No, summarising by the records that hit the node. The question is not related to the measure of informativeness. It's about transferring "residuals" between trees - there is a constant recalculation from probability to logit and back again.
Or is it about classification by logistic regression? Either way, a formula plucked from somewhere is not enough, you need the whole text.
Or are we talking about classification by logistic regression? In any case, a formula plucked from somewhere is not enough, you need the whole text.
Logit function in the sense of ln(odds). You need it to translate the region of probability values [0,1] to plus or minus infinity - otherwise you can't train by gradient.
For example, here is the text - https://medium.com/swlh/gradient-boosting-trees-for-classification-a-beginners-guide-596b594a14ea
And here is the video - https://www.youtube.com/watch?v=hjxgoUJ_va8.
PS. IMHO, both there and there are errors in the material.If summarised by class, the denominator is the Gini index or node purity. The smaller it is, the better. The numerator is the number of rows in the sheet.
The bigger the criterion, the better - classes are separated more cleanly, but without excessive sheet shredding.
The Gini index seems to be chosen because it is considered more sensitive than the classification error rate.
Finally someone knows about the Gini index.... I looked it up back in '18, the code for it. https://www.mql5.com/ru/blogs/post/723619
Logit function in the sense of ln(odds). It is needed to translate the region of probability values [0,1] to plus or minus infinity - otherwise it will not be possible to train by gradient.
Yes, it is used for logistic regression when you are looking for the probability (logit function from it) of belonging to a class.
For example, here is the text - https://medium.com/swlh/gradient-boosting-trees-for-classification-a-beginners-guide-596b594a14ea
It seems that the author wants to present the insides of bousting in a popular way, but he has taken a too complicated variant of the problem. He mixes logit regression, trees and bousting, which are not easy to understand by themselves. The essence of bousting cannot be stated logically without funcan.
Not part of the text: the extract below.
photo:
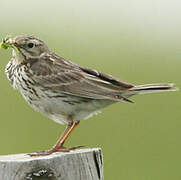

To understand the essence of logit regression, you need a theorist (binomial distribution, probably).
Oh!
Finally someone knows about the Gini index... I was back in '18 looking for the code for it. h ttps:// www.mql5.com/ru/blogs/post/723619
There's also the Gini coefficient. It's also used in the MOE, but that's different.)
Please explain how the following formula is obtained in the algorithm of classification on trees with bousting(you can link to PDF):
In all materials that I could find in the Internet, the formula is just magically "taken from the ceiling".
Where did you get the formula from? Judging by the "from the ceiling" usual collective farming, most likely Soviet.
You need to use professional maths, for which there are well-established algorithms.
R has a huge number of wooden models, and the difference between professional R language and very many others is obligatory references to the authors of the algorithm and the corresponding publication. At a quick glance, I can't remember any more or less complex function from R packages that doesn't have corresponding references.
Forget about everything but R. Today it is the only professional environment for statistical calculations.